Fake Terrorists Fake Kidnap Ricky Gervais In A New Trailer For Netflix’s Very Real ‘Special Correspondents’ Trailer

Political satires, even vaguely, tangentially political satires, haven’t had a great track record as of late. Last September, the Sandra Bullock-led Our Brand Is Crisis was poised to be a major hit and serious Oscar contender for its leading actress, but by its release in November, it had been critically shunned and put up the lowest box-office receipts of Bullock’s career. More recently, Tina Fey starred in Whiskey Tango Foxtrot, which was billed as a satirical look at a reporter’s life in Afghanistan, but ended up as something closer to a war zone-set Eat Pray Love. American audiences are long overdue for a nice, toothy satire to expose the hypocrisies of modern life’s broken institutions. Who will step up to be the defender of decency and take the goons of the world to task?

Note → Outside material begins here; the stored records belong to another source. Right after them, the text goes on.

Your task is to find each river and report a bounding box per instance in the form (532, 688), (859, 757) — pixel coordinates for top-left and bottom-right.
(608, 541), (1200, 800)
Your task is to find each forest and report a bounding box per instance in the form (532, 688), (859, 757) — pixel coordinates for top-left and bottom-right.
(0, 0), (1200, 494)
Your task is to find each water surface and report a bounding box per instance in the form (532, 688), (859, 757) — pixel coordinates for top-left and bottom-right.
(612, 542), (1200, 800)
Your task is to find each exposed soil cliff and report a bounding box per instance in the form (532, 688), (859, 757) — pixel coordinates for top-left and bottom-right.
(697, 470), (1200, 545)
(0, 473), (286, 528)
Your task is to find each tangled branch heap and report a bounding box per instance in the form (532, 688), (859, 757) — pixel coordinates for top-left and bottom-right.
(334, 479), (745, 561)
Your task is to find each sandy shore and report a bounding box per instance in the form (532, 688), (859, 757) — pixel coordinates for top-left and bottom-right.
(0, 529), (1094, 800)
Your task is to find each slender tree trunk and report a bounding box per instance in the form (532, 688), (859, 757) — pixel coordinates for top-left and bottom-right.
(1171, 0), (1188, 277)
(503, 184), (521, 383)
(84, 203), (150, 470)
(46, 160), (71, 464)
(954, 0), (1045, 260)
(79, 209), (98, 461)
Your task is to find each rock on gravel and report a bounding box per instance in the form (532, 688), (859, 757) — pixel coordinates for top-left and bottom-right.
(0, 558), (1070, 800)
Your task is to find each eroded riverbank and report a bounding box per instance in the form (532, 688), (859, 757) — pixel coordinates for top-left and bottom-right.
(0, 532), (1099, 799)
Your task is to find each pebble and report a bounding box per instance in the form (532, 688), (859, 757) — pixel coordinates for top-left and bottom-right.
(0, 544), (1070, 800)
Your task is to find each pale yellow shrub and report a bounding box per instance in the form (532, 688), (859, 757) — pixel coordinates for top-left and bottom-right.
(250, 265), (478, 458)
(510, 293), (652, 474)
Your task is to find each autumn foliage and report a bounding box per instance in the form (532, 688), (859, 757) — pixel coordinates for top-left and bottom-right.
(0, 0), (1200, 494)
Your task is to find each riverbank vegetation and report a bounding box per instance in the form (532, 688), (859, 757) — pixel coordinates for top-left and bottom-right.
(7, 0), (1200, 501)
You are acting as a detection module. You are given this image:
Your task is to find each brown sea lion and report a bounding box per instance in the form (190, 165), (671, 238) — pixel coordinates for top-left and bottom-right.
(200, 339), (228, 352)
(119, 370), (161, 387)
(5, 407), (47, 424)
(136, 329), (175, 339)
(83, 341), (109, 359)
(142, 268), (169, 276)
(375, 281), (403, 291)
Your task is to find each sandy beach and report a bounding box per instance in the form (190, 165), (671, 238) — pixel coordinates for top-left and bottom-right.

Why, who but Ricky Gervais! The new Netflix original film Special Correspondents places the polarizing comedian on triple duty as director, writer, and star, and he’s got plenty to say about American politics and the declining state of journalism. An adaptation of a 2009 French film of the same name, the movie due April 29 features Gervais and Eric Bana as a pair of down-on-their-luck reporters assigned to an extended embed in fictitiously war-torn Ecuador. The trouble is that Gervais’ character threw their allowance of money and airplane tickets in the garbage for what would have to be a good reason, and so the pair is faced with a choice: either sheepishly return to their editor and confess to their own incompetence, or phone in elaborate hoax-reports with DIY sound effects replicating the conditions of the Ecuadorian environment. Guess which path they decide to take? It works out well enough, until mounting demands for video footage force the pair to hire a pair of fake terrorists to fake-kidnap them. Things, as they often do when fake-terrorists enter the mix, then get worse.

Judging from the trailer above, it looks like a pretty good time, and the solid supporting cast only sweetens the deal. Vera Farmiga warbles out a tune as Gervais’ wife hoping to spin this “tragedy” into a successful singing career, America Ferrera steps in as Gervais and Bana’s local liaison, and Kelly Macdonald reappears in her first post-Boardwalk Empire role. Gervais already scored a pair of Emmy nominations for Netflix with his miniseries Derek; they’re banking that he’ll be able to pull a similar feat this time around.